The Question
Let $A$ be a set. It is true that there exists some cardinality $\kappa_A$ such that whenever $\Sigma$ is a $\sigma$-algebra, and $\Sigma$ contains a generating set of cardinality $|A|$, then $|\Sigma| \leq \kappa_A$. The proofs I know all either involve transfinite induction up to $\omega_1$, or the full axiom of choice. Is there a way to prove this fact that doesn't use transfinite induction, and doesn't use the full axiom of choice (but may use the axiom of countable choice, or the axiom of dependent choice)? The cardinality $\kappa_A$ need not be optimal.
Background
I'm trying to construct the free abstract $\sigma$-algebra (i.e. not subsets of a set) generated by a set $A$ using simple tools, and in particular, without the full axiom of choice. To do this, it suffices to bound the size of any $\sigma$-algebra generated by $A$. However, I'm having trouble coming up with a simple explanation for why such a $\sigma$-algebra is bounded.

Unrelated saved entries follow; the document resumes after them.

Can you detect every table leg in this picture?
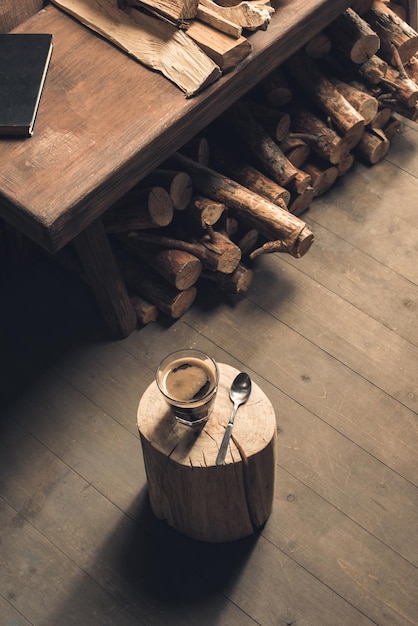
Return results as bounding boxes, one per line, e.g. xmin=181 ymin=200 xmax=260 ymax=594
xmin=73 ymin=218 xmax=137 ymax=338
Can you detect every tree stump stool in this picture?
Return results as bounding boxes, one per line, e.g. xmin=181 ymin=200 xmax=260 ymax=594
xmin=137 ymin=363 xmax=277 ymax=542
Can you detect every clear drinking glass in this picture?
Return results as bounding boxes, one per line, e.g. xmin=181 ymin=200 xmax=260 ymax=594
xmin=156 ymin=349 xmax=219 ymax=426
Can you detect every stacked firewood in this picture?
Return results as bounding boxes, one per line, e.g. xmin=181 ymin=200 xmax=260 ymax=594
xmin=98 ymin=0 xmax=418 ymax=327
xmin=51 ymin=0 xmax=274 ymax=97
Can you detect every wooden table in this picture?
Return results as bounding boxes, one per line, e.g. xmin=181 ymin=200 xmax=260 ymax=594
xmin=0 ymin=0 xmax=353 ymax=336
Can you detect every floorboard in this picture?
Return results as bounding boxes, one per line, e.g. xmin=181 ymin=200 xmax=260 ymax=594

I've seen a proof that uses transfinite induction up to $\omega_1$ to effectively list out all elements of $\Sigma$, when $A$ generates $\Sigma$. This gives the bound $\kappa_A \leq \max(2^{\aleph_0}, |A|)$. While this doesn't use the full axiom of choice, I don't think it is simple to explain to someone who isn't already aware that $\omega_1$ can be well-ordered without the axiom of choice, or who isn't already familiar with transfinite induction. So I am looking for an alternative proof, if such a proof exists.